転生令嬢はまるっとすべてお見通し!~婚約破棄されたら、チートが開花したようです~
「終わった、のかな? 私……いや、私たちの成り上がり作戦は」

 ゆっくりと動く雲を眺めながら、私は言った。

「いつからそういう作戦名になってたんだ?」
「もう。今は名前を気にするとこじゃないのっ! なんか……私たちのしてたこと、一区切りついたのかなって」
「……そうだな」

 私を陥れようとしたエリオットは、今までの悪事も全部バレて、ロレッタも一緒に罰せられることになった。
 フィデルは自由になり、過去との清算も果たした。
 陛下も、ドリスさんも、そしてコディだって、自分の罪と向き合って、未来を変える道を選んだ。
 ニールは……フィデルの笑顔が見られて嬉しそうだった。無事、城にも戻って来られたし!
 うん! 見事に大団円。めでたしめでたし――って思うけど、まだひとつ、決着がついてないことがある。
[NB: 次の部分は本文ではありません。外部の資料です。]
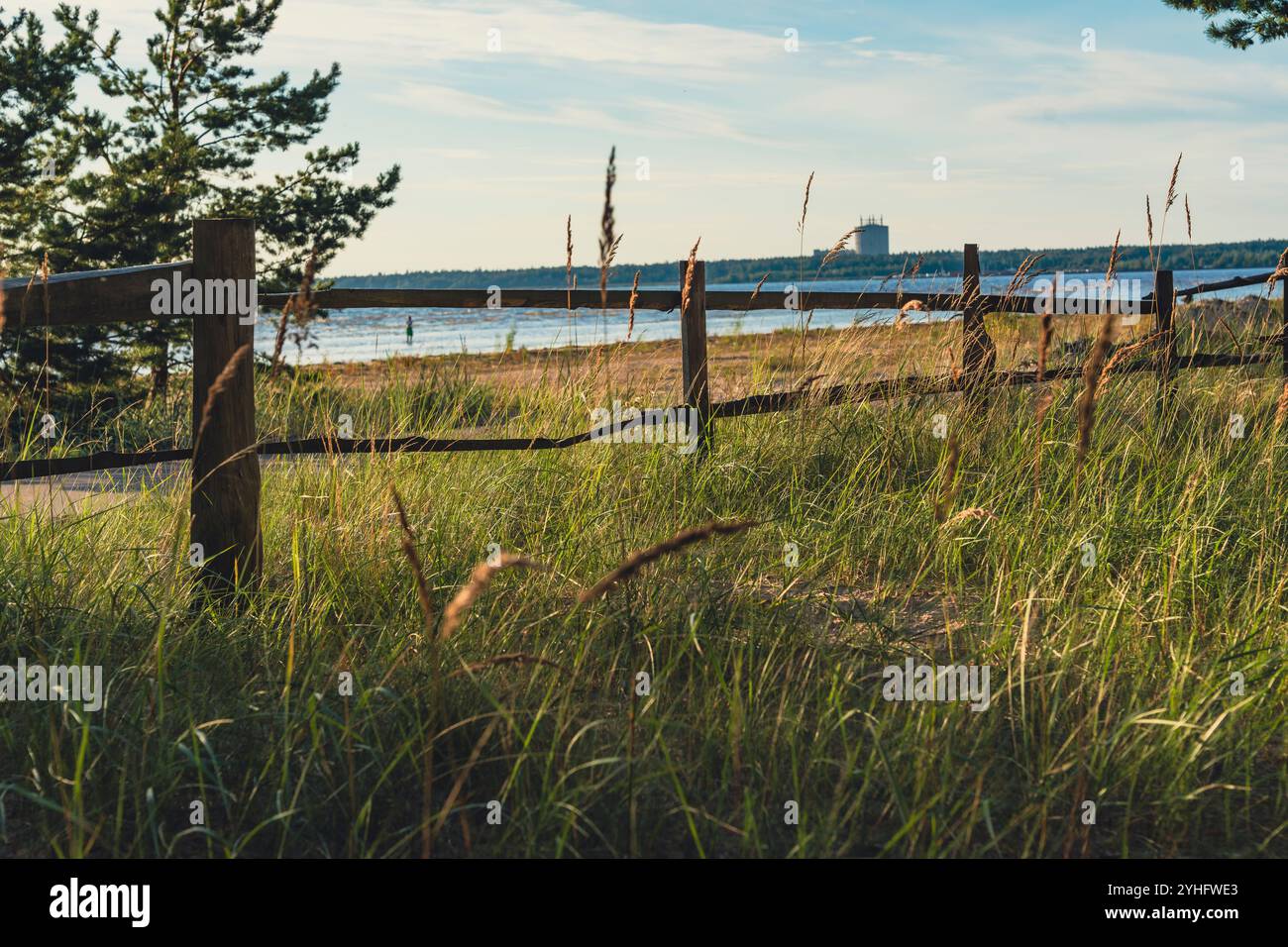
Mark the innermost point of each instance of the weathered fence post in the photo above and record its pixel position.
(694, 352)
(224, 466)
(1164, 299)
(979, 352)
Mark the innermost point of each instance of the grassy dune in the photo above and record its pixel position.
(1112, 684)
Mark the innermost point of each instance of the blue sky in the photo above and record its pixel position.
(1044, 145)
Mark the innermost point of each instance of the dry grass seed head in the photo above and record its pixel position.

 ……フィデルと私の関係って、どうなるの!? いや、どうなの!?

 告白まがいみたいなことはされたけど、きちんと言われていないし。
 私がフィデルが好きっていうのは、フィデルを地下牢に救出しに行ったときに伝わったと思ってるんだけど、実際どうなんだろう。
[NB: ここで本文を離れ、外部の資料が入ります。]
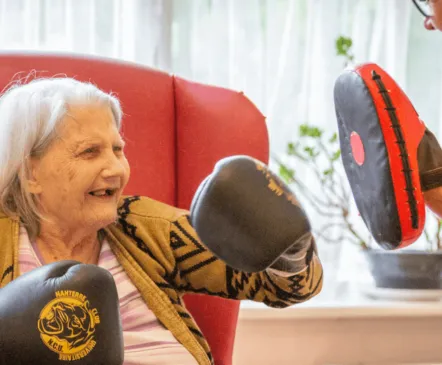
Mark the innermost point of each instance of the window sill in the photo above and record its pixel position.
(341, 310)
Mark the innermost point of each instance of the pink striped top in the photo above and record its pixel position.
(146, 341)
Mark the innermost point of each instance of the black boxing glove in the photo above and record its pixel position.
(250, 219)
(64, 312)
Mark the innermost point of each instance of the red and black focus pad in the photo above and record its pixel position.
(379, 134)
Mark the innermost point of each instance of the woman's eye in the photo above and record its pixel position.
(91, 150)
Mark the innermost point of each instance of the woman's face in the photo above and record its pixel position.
(435, 21)
(80, 178)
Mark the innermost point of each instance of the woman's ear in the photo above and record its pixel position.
(32, 181)
(428, 24)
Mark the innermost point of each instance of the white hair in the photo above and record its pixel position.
(29, 116)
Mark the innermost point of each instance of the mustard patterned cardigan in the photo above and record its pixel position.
(164, 258)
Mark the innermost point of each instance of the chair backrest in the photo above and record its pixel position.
(175, 130)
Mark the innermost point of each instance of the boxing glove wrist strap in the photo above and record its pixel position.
(431, 179)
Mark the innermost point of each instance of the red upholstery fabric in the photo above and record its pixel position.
(175, 132)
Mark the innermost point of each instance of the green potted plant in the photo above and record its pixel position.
(316, 153)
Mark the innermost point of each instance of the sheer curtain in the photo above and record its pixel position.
(281, 53)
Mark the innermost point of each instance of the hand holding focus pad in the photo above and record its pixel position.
(64, 312)
(389, 155)
(246, 215)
 じーっと、憎いほど整っているフィデルの顔を見ていると、フィデルが私の視線に気づいてこちらを見た。

「どうしたんだ? シエラ」
「えっ! えーっと……いろいろ解決したし、私も別邸とはお別れになるんだなぁって」

 『好きって言って!』という念を送ってたなんて、恥ずかしくて口が裂けても言えない。
 適当に誤魔化すつもりで、別邸の話を出すと、フィデルは驚いた顔をする。